We are in an anchorage that has pretty good protection all round. To the north is Rose Island, to the south and east are shallow reefs with only a narrow opening to the west. The Guide Book lists this as especially good in Southeast winds. Which it is, but (there is aways a “but”): The reefs certainly block any dangerously large waves from the Southeast, but small waves come over the shallow water, and then run into the island to the north of us. That would be the end of that if it was a sandy beach, but it is not. It is a sheer cliff of coral rock, so the waves bounce back. In a little while the boat is being smacked by waves from the front and the back at the same time. Very noisy and uncomfortable.

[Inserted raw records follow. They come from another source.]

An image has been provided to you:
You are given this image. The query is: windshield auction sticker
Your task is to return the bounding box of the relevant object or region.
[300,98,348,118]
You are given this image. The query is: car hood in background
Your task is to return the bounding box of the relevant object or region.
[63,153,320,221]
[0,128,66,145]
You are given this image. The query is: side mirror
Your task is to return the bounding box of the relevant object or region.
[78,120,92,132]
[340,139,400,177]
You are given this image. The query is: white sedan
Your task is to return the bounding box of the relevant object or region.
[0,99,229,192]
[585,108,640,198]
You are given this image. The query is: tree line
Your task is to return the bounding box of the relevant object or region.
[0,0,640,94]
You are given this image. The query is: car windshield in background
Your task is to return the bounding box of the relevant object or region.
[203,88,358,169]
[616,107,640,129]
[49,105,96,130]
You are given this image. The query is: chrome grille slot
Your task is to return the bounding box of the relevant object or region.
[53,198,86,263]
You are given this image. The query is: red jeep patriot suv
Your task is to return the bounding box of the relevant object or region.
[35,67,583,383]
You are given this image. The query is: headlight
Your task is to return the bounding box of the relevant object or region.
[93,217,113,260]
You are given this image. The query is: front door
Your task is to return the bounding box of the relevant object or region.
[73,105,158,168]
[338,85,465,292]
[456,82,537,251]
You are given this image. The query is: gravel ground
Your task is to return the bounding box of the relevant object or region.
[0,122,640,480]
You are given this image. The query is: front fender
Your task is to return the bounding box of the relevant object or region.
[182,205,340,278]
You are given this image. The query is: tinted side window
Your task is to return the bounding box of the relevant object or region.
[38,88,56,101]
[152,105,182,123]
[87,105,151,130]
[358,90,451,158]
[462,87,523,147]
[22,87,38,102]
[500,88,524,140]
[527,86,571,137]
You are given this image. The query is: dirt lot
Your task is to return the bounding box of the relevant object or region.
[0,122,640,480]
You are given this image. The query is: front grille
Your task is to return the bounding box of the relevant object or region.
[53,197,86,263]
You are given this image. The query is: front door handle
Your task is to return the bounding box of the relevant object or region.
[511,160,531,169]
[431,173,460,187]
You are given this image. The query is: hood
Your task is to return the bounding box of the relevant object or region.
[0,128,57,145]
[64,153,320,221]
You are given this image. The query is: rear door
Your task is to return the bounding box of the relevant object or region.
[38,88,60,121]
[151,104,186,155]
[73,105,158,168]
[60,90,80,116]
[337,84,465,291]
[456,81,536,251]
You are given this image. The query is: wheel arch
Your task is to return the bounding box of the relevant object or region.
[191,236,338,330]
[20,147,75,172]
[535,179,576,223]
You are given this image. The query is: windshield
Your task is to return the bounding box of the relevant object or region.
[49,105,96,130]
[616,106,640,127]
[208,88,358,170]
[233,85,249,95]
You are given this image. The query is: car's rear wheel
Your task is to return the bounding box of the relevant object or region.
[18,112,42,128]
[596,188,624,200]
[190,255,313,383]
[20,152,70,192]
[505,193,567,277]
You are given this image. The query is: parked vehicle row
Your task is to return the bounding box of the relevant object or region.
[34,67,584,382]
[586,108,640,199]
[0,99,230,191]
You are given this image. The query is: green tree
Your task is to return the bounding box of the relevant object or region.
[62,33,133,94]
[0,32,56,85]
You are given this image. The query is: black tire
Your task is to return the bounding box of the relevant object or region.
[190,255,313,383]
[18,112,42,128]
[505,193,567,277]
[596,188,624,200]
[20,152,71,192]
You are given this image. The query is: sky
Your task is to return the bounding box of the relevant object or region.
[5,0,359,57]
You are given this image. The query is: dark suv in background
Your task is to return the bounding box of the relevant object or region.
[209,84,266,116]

We put up with that the other night, and then, just as forecast, the wind started to clock around to the South, then the West, as the line of clouds that indicated the forward edge of the cold front were visible approaching from the Northwest. The wind continued to clock to the Northwest as the front blew over with a modest lightening show and a little bit of rain. Late last night the wind continued to clock around to the Northeast and settled in to blow hard, 25 to 35 knots. Our anchor was set well and deeply in sand and had done right by us, not shifting in any way as we pulled on it from different directions.

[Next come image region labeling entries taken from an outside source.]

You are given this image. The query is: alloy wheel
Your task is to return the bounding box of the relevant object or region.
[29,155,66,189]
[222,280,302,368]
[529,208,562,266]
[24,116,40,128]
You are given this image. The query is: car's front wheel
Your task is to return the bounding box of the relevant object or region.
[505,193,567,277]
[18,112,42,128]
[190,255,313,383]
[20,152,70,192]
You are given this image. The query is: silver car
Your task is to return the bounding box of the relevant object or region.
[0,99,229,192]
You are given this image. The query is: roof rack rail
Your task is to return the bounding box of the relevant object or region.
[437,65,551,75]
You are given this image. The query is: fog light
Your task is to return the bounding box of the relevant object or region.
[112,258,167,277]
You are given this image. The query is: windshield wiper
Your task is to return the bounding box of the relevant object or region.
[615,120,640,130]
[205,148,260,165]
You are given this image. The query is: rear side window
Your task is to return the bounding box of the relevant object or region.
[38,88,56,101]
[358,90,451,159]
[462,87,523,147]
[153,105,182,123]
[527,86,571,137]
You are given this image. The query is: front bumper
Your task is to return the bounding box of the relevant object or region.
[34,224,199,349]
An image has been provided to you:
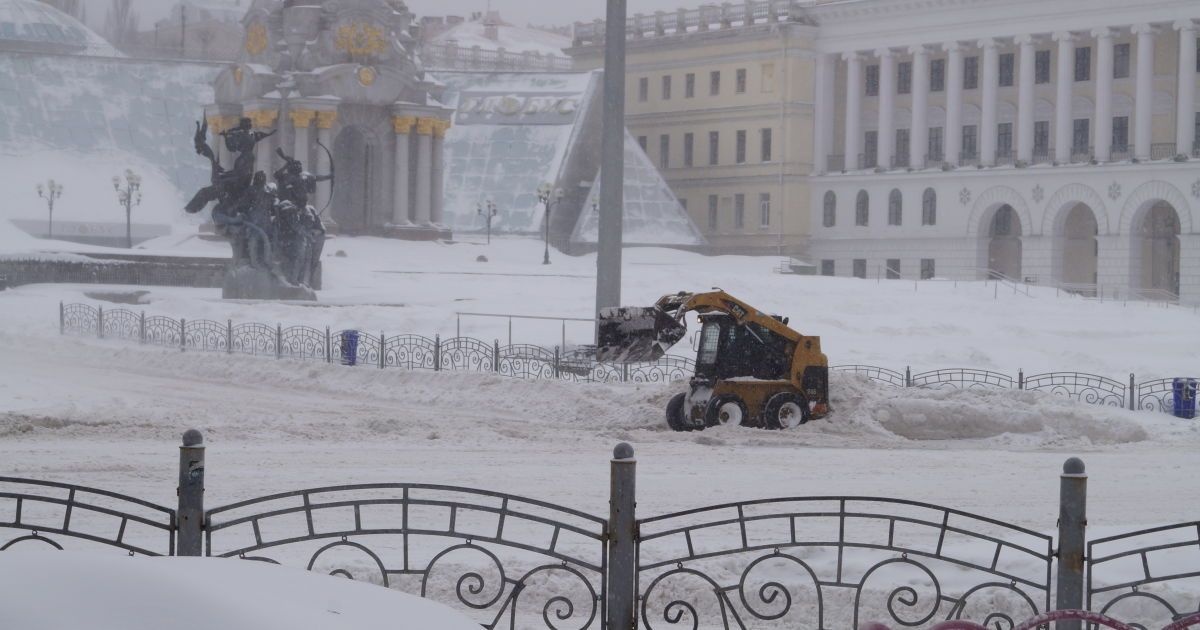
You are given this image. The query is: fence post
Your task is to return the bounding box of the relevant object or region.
[1055,457,1087,630]
[605,442,637,630]
[175,428,204,556]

A catamaran did drag its anchor most of the way across the anchorage last night, coming to a stop just a few dozen feet from a rocky reef. That would scare me, and not just because of the immediate danger. If your gear has trouble holding bottom here in shallow, deep, clear sand in 30 knots of wind, you’re going to continue to have trouble in lots of conditions where you really NEED to stay in one spot.
We’ll be sitting here for a few days until a break comes in the wind to let us safely and comfortably head south and east toward the Exumas.